The snippet below trains logistic regression on the breast-cancer dataset, prints the Brier Score, and plots a reliability diagram. The figure is saved to static/images/eval/classification/brier-score/reliability_curve.png, ready to be regenerated by generate_eval_assets.py.

 1
 2
 3
 4
 5
 6
 7
 8
 9
10
11
12
13
14
15
16
17
18
19
20
21
22
23
24
25
26
27
28
29
import matplotlib.pyplot as plt
from pathlib import Path
from sklearn.calibration import CalibrationDisplay
from sklearn.datasets import load_breast_cancer
from sklearn.linear_model import LogisticRegression
from sklearn.metrics import brier_score_loss
from sklearn.model_selection import train_test_split
from sklearn.pipeline import make_pipeline
from sklearn.preprocessing import StandardScaler
X, y = load_breast_cancer(return_X_y=True)
X_train, X_test, y_train, y_test = train_test_split(
    X, y, test_size=0.3, stratify=y, random_state=42
)
pipeline = make_pipeline(
    StandardScaler(),
    LogisticRegression(max_iter=2000, solver="lbfgs"),
)
pipeline.fit(X_train, y_train)
proba = pipeline.predict_proba(X_test)[:, 1]
score = brier_score_loss(y_test, proba)
print(f"Brier Score: {score:.3f}")
fig, ax = plt.subplots(figsize=(5, 5))
CalibrationDisplay.from_predictions(y_test, proba, n_bins=10, ax=ax)
ax.set_title("Reliability Diagram (Breast Cancer Dataset)")
fig.tight_layout()
output_dir = Path("static/images/eval/classification/brier-score")
output_dir.mkdir(parents=True, exist_ok=True)
fig.savefig(output_dir / "reliability_curve.png", dpi=150)
plt.close(fig)

3. Interpreting the score #

Perfectly calibrated probabilities yield 0.
Always predicting 0.5 on balanced data results in 0.25.
The smaller the score, the better—the model is punished more heavily when its probabilities are far from the observed outcomes.

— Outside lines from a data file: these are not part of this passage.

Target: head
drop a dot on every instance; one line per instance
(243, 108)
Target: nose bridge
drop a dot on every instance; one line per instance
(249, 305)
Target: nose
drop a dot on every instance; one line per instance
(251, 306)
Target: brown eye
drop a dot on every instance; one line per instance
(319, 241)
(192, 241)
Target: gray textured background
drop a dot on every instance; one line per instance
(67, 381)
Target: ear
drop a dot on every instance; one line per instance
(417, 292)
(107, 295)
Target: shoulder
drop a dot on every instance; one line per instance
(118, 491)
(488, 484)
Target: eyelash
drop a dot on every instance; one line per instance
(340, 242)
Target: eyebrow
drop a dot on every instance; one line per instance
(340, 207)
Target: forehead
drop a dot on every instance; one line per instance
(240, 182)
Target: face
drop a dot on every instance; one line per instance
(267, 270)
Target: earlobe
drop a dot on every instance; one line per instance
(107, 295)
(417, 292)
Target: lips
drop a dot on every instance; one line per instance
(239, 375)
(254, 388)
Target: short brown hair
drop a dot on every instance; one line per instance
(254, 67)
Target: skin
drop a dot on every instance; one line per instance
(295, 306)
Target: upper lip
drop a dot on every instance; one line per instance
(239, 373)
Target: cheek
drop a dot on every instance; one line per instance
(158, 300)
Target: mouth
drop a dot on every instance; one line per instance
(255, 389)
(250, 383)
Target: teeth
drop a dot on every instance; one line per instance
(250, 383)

4. Diagnose calibration with reliability diagrams #

The reliability diagram groups predictions into bins, plots the average predicted probability on the x-axis, and the empirical positive rate on the y-axis.

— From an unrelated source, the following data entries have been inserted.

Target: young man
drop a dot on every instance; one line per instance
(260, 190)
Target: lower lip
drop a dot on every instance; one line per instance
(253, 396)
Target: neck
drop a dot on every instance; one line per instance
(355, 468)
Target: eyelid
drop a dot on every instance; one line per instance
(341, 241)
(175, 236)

Points below the diagonal → the model is over-confident (predicted probabilities too high).
Points above the diagonal → the model is under-confident.
After applying calibration techniques (Platt scaling, isotonic regression, etc.), recompute the Brier Score and the diagram to confirm improvement.

Summary #

The Brier Score measures the mean squared error of predicted probabilities; lower is better.
In Python 3.13, rier_score_loss together with a reliability diagram provides a quick calibration check.
Combine it with ROC-AUC and Precision/Recall metrics to evaluate both ranking ability and probability accuracy.